During World War II, Winston Churchill turned to Max Aitken, Lord Beaverbrook, to deal with the unprecedented challenge of wartime aircraft production – especially during the Battle of Britain. A media mogul who found repeated success in the private sector, Beaverbrook cut corners, re-channelled supplies, set up parallel processes and made many enemies amongst military as he developed new efficiencies and got material and supplies to precisely where they needed to be. He was not constrained by politics or existing systems predicated upon rigid hierarchies. Beaverbrook had a single objective – maximise production to offset spiralling losses. With a clear agenda and objective, he tailored processes to meet a new reality and to re-invent these processes daily to respond to changing circumstances. He wasn’t looking for a long term position (and frequently sought to resign) nor was he building an empire designed to be sustained. He focussed on solving an immediate problem – one that was not part of the plan.

His success demonstrated that the existing logistic services in their rigidity were incapable of meeting the needs of the crisis simply because they were not designed to evolve with changing circumstances. They functioned relatively well – until they met the enemy.

Especially in Western Europe, our governments attempt to provide us with stability. We have increasingly become convinced that this is in our interest. Although not necessarily opposed to our interests, it is most clearly in the interest of the party in power. As a result, bureaucracies have evolved to support governmental interests and not necessarily serve the society it represents.

Instability may well be in society’s best interests. Instability often conditions to an ability to deal quickly with changing circumstances and ultimately deliver resiliency in an evolving world that faces many great unknowns.

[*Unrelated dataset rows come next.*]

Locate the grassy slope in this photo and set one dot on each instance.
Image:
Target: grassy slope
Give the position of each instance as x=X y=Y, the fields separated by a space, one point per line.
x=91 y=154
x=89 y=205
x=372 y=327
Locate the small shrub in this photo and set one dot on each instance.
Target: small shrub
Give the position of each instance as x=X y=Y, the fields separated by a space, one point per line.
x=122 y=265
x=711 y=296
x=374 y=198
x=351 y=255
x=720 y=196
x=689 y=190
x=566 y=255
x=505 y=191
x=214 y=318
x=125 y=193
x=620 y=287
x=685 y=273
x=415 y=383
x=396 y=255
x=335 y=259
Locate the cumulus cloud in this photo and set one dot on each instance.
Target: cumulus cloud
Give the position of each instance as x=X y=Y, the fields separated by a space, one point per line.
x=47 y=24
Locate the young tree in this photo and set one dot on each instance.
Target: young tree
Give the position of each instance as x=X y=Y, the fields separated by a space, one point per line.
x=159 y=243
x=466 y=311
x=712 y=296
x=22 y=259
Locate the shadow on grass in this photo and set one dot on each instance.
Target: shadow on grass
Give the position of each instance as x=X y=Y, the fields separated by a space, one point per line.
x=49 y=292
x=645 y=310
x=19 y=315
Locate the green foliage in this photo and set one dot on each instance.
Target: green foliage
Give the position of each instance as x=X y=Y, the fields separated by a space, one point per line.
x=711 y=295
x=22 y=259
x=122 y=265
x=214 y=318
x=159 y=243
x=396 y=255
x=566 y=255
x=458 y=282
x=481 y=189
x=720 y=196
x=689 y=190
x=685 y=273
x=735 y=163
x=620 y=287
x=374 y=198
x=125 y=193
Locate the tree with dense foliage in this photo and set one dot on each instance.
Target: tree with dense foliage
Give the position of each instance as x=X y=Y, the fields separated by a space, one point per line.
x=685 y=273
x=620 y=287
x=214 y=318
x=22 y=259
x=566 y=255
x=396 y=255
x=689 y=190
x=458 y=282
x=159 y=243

Realising that we know less than we may think we do reminds us of our fallibility and reaffirms our need to seek resilience and that bureaucratic stability weakens our ability to deal with crises springing from the unknown.

We find ourselves in these times of great unknowns. The terrifying threat of a global pandemic with an unknown cure means we are indeed in a battle for the lives of our citizens. We have to question whether our logistic lines are appropriately capable of delivering the front-line supplies that our healthcare soldiers need. Examples from the past remind us that the circumstances we face are unique but that how we face them is something that we do know. Fresh, focussed thinking from outside blinkered systems often has mobilised new processes to meet social and human rather than our systematically generated ones. Eisenhower once said ‘Leaders win through logistics’. To not to re-invent and evolve our supply chains to deliver the materials our healthcare workers need and to fight the battle, we are all engaged in is to ignore the lessons of history.